Bureau of Engraving and Printing, Stamp Division. Photo by Frances Benjamin Johnston, between 1889 and 1890. http://bit.ly/2Wi3b8k
Johnston explains that the children "watched with breathless interest" the noisy printing work. In the above image, which Johnston captioned "Taking Sheets of the Presses" in her article, two workers are taking a newly-printed sheet of stamps off of what appears to be one of the Bureau's hand presses, which were used along with more automated steam presses.
Having watched to their entire satisfaction the various movements of the great presses, the children began to feel that the object of their visit had been realized, and that there was nothing more to see. They were therefore somewhat surprised to learn that the printing of the stamps was merely the beginning of the work upon them…
Worker prepares gum for postage stamps in the Stamp Division at the Bureau of Engraving & Printing. Photo by Frances Benjamin Johnston, 1895. http://bit.ly/2DMXU1n
After being dried and pressed out, the sheets of stamps were then gummed with glue that was mixed in large vats using what appears to be a long stick, or possibly a paddle.
The photographs themselves prompt further examination of exactly how the equipment operated, and how the work progressed. For example, in the image below the woman at left is resting her feet on a box in a semi-reclined posture (does this indicate she's been there for awhile?), oil cans are resting on top of a flat surface at right (to grease the belts?), and the clock on the back wall faces the backs of most of the workers in the room (how closely did workers track time during the work day?). Workers had an incentive to work diligently, as Johnston emphasizes that "the work of each of the hundreds of employees is so carefully checked and recorded that even the most insignificant error is readily traceable."
Workers in the postage stamp gumming and drying room in the Stamp Division at the Bureau of Engraving & Printing. Photo by Frances Benjamin Johnston, ca. 1895. http://bit.ly/2WllrOb
After another round of drying and pressing, the stamps were then handed over to the workers responsible for perforating the sheets, making it possible to easily tear an individual stamp off from a multi-stamp sheet. Before the perforation method was adopted, workers had to use scissors to cut out each stamp by hand, prompting Johnston to comment: "Imagine a postmaster in these busy days supplying his customers by the scissors method!"
Women perforating sheets of stamps in the Stamp Division at the Bureau of Engraving & Printing. Photo by Frances Benjamin Johnston, ca. 1895. http://bit.ly/2UZJIrw
The striking white paper hats worn by women responsible for operating the perforation machines may have had dual purposes: while Johnston states that the women "wear fantastic caps of paper to shade their eyes, as the sheets must be fed into the machines with absolute accuracy," the catalog record for the above image states that "women wear paper hats to protect them from airborn dust." Post-perforation, the stamps were cut apart in sections, trimmed, and then counted.

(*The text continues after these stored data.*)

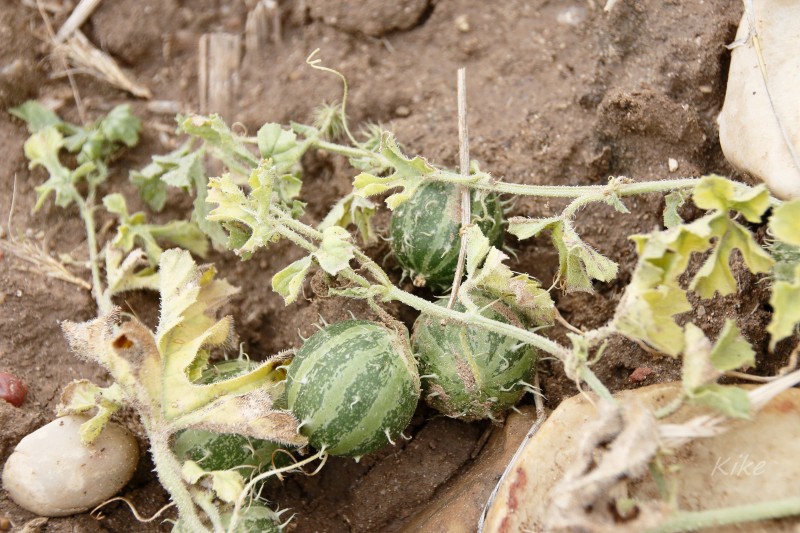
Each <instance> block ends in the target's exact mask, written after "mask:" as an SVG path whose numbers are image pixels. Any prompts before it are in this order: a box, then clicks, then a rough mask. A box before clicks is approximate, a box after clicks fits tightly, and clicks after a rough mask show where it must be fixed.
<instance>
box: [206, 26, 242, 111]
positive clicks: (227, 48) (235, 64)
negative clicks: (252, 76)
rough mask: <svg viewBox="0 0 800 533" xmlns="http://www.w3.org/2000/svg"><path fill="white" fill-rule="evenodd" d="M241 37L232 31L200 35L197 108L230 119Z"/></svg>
mask: <svg viewBox="0 0 800 533" xmlns="http://www.w3.org/2000/svg"><path fill="white" fill-rule="evenodd" d="M241 48H242V39H241V37H240V36H239V35H234V34H232V33H206V34H204V35H203V36H202V37H200V65H199V74H198V83H199V84H200V87H199V89H200V110H201V112H202V113H205V114H210V113H218V114H220V115H222V117H223V118H224V119H225V120H226V121H228V122H232V121H233V119H234V118H235V115H236V111H237V109H236V108H237V105H236V104H237V96H238V93H239V63H240V61H241Z"/></svg>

At the turn of the 20th century, stamp collecting was extremely popular, so much so that Johnston referred to collectors' "stamp fever." Through her pictures, and her written work, Johnston helps us to decode a few of these sometimes mystifying images, and to provide some insight into the stamp collecting craze that seized the imaginations of many children and adults alike during the period.

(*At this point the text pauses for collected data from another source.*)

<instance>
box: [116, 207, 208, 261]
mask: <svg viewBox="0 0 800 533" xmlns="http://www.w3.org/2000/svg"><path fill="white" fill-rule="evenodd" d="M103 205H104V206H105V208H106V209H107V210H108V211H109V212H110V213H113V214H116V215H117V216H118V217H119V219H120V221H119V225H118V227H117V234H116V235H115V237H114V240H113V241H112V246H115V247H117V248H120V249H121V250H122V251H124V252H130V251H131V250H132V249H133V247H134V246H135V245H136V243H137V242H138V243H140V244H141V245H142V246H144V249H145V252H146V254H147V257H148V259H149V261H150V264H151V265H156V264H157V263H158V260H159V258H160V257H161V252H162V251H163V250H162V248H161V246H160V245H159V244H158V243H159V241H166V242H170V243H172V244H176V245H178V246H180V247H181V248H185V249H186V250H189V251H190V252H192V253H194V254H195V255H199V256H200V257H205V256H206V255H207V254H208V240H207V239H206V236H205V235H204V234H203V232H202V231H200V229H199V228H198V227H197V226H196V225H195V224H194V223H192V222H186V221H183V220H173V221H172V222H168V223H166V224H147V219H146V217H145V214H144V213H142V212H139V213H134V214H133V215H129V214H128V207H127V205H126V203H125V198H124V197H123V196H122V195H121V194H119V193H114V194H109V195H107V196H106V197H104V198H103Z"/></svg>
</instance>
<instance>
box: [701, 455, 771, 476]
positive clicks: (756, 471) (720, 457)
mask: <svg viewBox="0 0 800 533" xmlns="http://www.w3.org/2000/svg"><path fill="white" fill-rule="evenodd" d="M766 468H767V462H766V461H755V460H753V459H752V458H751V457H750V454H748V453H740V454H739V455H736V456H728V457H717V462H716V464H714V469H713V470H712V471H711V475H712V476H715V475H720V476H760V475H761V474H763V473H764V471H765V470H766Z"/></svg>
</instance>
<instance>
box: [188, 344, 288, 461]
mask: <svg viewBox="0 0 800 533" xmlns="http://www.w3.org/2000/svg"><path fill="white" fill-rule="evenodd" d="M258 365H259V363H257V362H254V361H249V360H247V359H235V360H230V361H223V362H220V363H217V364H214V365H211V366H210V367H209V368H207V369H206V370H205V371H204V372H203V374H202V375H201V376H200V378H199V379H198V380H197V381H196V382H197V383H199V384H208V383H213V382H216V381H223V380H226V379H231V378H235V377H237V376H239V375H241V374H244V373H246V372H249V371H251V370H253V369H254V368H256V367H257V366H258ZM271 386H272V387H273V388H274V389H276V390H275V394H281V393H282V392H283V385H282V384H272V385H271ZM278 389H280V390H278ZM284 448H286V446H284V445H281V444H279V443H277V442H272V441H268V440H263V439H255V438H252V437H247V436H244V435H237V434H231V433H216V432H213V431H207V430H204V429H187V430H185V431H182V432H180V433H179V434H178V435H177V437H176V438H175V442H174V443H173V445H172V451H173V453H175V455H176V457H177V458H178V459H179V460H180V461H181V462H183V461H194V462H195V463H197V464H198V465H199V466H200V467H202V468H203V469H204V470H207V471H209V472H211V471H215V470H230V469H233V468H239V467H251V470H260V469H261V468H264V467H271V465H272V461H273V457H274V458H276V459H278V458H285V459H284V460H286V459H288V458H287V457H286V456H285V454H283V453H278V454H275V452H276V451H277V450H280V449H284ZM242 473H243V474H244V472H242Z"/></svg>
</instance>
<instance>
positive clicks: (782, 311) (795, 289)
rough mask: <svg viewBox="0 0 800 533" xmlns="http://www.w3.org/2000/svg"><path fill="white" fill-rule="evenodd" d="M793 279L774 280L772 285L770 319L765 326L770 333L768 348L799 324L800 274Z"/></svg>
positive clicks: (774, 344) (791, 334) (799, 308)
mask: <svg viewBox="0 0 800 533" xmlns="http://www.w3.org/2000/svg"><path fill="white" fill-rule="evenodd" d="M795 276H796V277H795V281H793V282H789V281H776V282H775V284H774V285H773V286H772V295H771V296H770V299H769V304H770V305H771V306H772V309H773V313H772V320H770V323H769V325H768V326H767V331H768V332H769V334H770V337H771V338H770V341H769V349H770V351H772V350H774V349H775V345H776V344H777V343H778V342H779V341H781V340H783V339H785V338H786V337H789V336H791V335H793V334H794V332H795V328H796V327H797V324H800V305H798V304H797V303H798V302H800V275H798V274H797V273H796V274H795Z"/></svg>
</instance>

But of course stamps were also practical. When Johnston made these images, more than a decade before transcontinental phone calls became possible, physical mail was still a primary means of communicating. And in order to communicate this way, people needed access to stamps as a requirement for mailing. Johnston's images show how much labor — and skill — was required to produce these ephemeral objects that entertained so many and enabled people to stay connected.